Facts and Hypes
Some years ago “Big Data” was the magic word in ICT. Little by little “Big Data” had to tolerate “Artificial Intelligence” as a contender alongside it as well. The intrusion of English terms like these into the Dutch language seems unstoppable, but that aside. More important is that there is something characteristic of both: they're missing something. And that becomes time and again painfully clear, when I have to struggle through the huge amount of mails sent to me.
Why does the parsing and processing of that pile of mails feel like a struggle? Because in each email-program I have used so far, I have been missing the most essential function. I can sort my mail in many ways except for the only way I would really like to: on relevance. In Outlook I can sort on “importance”, but that is not what I am after. For in the first place, importance is marked by the sender and not by me as recipient; and what a sender considers important, is definitely not always important to me. In fact, sending a mail to me with high importance has an adverse effect on me: they are preferentially processed at the end of my struggle.

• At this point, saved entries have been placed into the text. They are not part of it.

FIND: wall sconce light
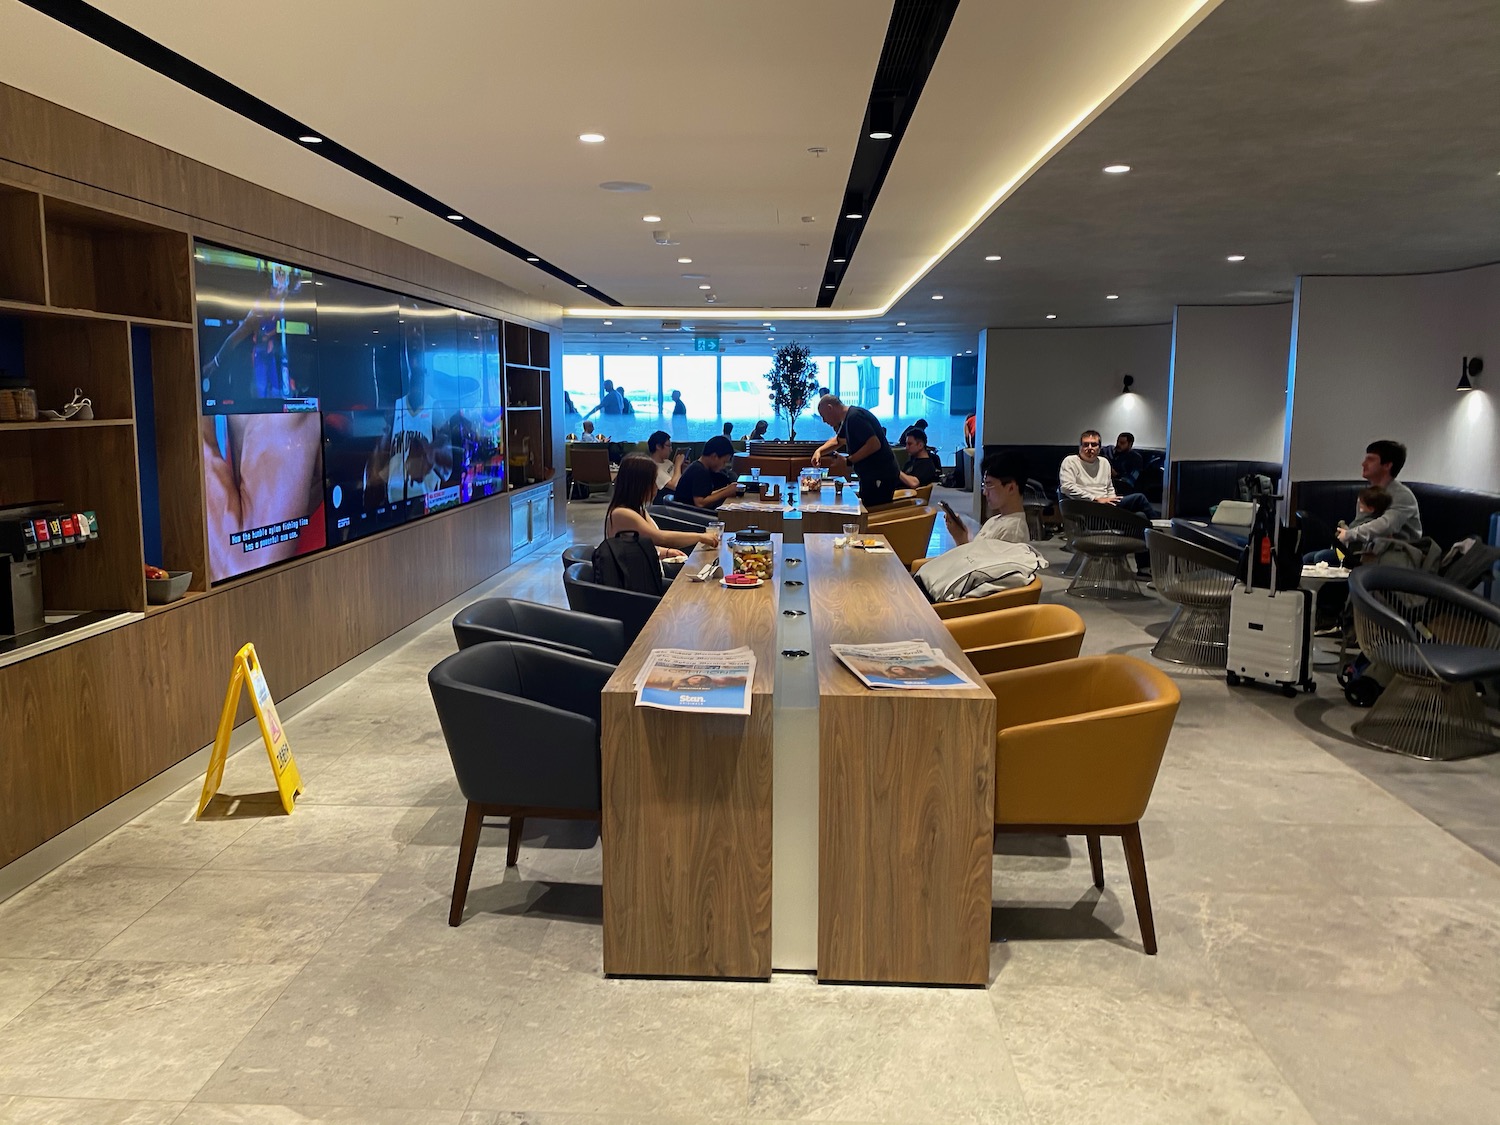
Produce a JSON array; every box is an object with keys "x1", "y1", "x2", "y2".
[
  {"x1": 1121, "y1": 374, "x2": 1135, "y2": 394},
  {"x1": 1458, "y1": 356, "x2": 1483, "y2": 390}
]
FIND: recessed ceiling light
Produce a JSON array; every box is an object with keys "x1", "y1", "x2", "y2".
[
  {"x1": 966, "y1": 349, "x2": 974, "y2": 354},
  {"x1": 579, "y1": 132, "x2": 606, "y2": 143},
  {"x1": 603, "y1": 320, "x2": 612, "y2": 325},
  {"x1": 525, "y1": 256, "x2": 539, "y2": 262},
  {"x1": 1103, "y1": 164, "x2": 1131, "y2": 174},
  {"x1": 1045, "y1": 314, "x2": 1058, "y2": 319},
  {"x1": 298, "y1": 134, "x2": 322, "y2": 144},
  {"x1": 642, "y1": 215, "x2": 662, "y2": 223},
  {"x1": 576, "y1": 283, "x2": 588, "y2": 288},
  {"x1": 640, "y1": 336, "x2": 648, "y2": 341},
  {"x1": 896, "y1": 321, "x2": 906, "y2": 326},
  {"x1": 1227, "y1": 254, "x2": 1246, "y2": 262},
  {"x1": 1106, "y1": 294, "x2": 1120, "y2": 300},
  {"x1": 446, "y1": 214, "x2": 464, "y2": 221},
  {"x1": 846, "y1": 212, "x2": 864, "y2": 220},
  {"x1": 825, "y1": 284, "x2": 835, "y2": 289},
  {"x1": 984, "y1": 255, "x2": 1002, "y2": 261},
  {"x1": 678, "y1": 257, "x2": 693, "y2": 263},
  {"x1": 931, "y1": 294, "x2": 944, "y2": 300},
  {"x1": 874, "y1": 336, "x2": 882, "y2": 341},
  {"x1": 763, "y1": 322, "x2": 773, "y2": 326},
  {"x1": 870, "y1": 130, "x2": 893, "y2": 141},
  {"x1": 833, "y1": 258, "x2": 847, "y2": 264},
  {"x1": 698, "y1": 284, "x2": 712, "y2": 290}
]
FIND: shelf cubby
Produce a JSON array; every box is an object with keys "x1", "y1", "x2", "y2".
[
  {"x1": 42, "y1": 198, "x2": 192, "y2": 323},
  {"x1": 503, "y1": 320, "x2": 530, "y2": 366},
  {"x1": 15, "y1": 313, "x2": 136, "y2": 420},
  {"x1": 0, "y1": 185, "x2": 46, "y2": 305},
  {"x1": 142, "y1": 326, "x2": 208, "y2": 592}
]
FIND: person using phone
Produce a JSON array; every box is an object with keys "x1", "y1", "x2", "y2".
[
  {"x1": 941, "y1": 451, "x2": 1030, "y2": 547},
  {"x1": 647, "y1": 430, "x2": 686, "y2": 497}
]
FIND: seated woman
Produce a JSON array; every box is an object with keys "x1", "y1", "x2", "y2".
[{"x1": 605, "y1": 453, "x2": 721, "y2": 574}]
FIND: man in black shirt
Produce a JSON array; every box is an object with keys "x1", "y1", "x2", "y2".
[
  {"x1": 898, "y1": 426, "x2": 941, "y2": 488},
  {"x1": 1104, "y1": 431, "x2": 1144, "y2": 493},
  {"x1": 676, "y1": 434, "x2": 739, "y2": 509},
  {"x1": 813, "y1": 395, "x2": 901, "y2": 507}
]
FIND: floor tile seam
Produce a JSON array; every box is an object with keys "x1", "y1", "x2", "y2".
[
  {"x1": 1212, "y1": 980, "x2": 1363, "y2": 1124},
  {"x1": 0, "y1": 956, "x2": 88, "y2": 1039}
]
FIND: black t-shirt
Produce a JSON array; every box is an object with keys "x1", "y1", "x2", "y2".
[
  {"x1": 841, "y1": 407, "x2": 900, "y2": 481},
  {"x1": 677, "y1": 460, "x2": 731, "y2": 509},
  {"x1": 902, "y1": 453, "x2": 940, "y2": 486}
]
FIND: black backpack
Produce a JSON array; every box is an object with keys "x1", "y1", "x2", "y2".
[{"x1": 591, "y1": 531, "x2": 665, "y2": 596}]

There is another thing that is weird about the “importance” marker: it doesn't change over time. The other day I received a mail that related to a meeting. This mail did indeed require immediate action, which would have given it high priority to me. Unfortunately, I only saw that mail after the meeting. Consequently, its relevance had vanished completely. If my email-program had really been helpful to me, this mail would not have been shown to me at all. After all, the relevance to me had dropped from top priority down to completely irrelevant. That makes a static marking pointless all the same.
An interesting question is now: why is it not possible for my email-program to sort the mail on relevance for me? After all, we do have “Artificial Intelligence”, don't we? If I, a human being, can classify on priority effortlessly, then that should surely be (just to keep away from the close to inevitable 'piece of cake') a five-finger exercise for a computer as well? If a computer can beat the world champion of Go, than a thing like sorting on relevance should surely be relatively easy?
Unfortunately, the last two questions still have to be answered negatively. A computer is not capable of doing such things. Not yet, anyway. And that has everything to do with what we referred to with "they're missing something", and that something is called “semantics”. Simply put: what my mail means is not yet clear to the computer. Thanks to Big Data we are flooded with a storage lake full of data, but the meaning of it, the semantics, still remains hanging in the air impalpably. The computer must also be capable to decide what is important for me. That requires interpretation. And computers are still very bad in interpretation. This is linked, among other things, to how ICT professionals approach their field of expertise: great attention is devoted to the ‘T’ in ICT, i.e. the technology. But there is a lot less attention for the ‘I’: the information.
What makes something information? Let's go and ask the largest source of information we have available. The worldwide web brought us Wikipedia, and therein we can read: "Information (from the verb informare: to inform in the sense of "to give form to the mind", "to discipline", "instruct", "teach") is related to notions of communication, perception, education, and knowledge, and can be thought of as the resolution of uncertainty." Wikipedia continues with “Strictly speaking information is information if and only if it is interpretable. Interpreting and integrating information will provide knowledge”; and that is precisely what we called the semantics.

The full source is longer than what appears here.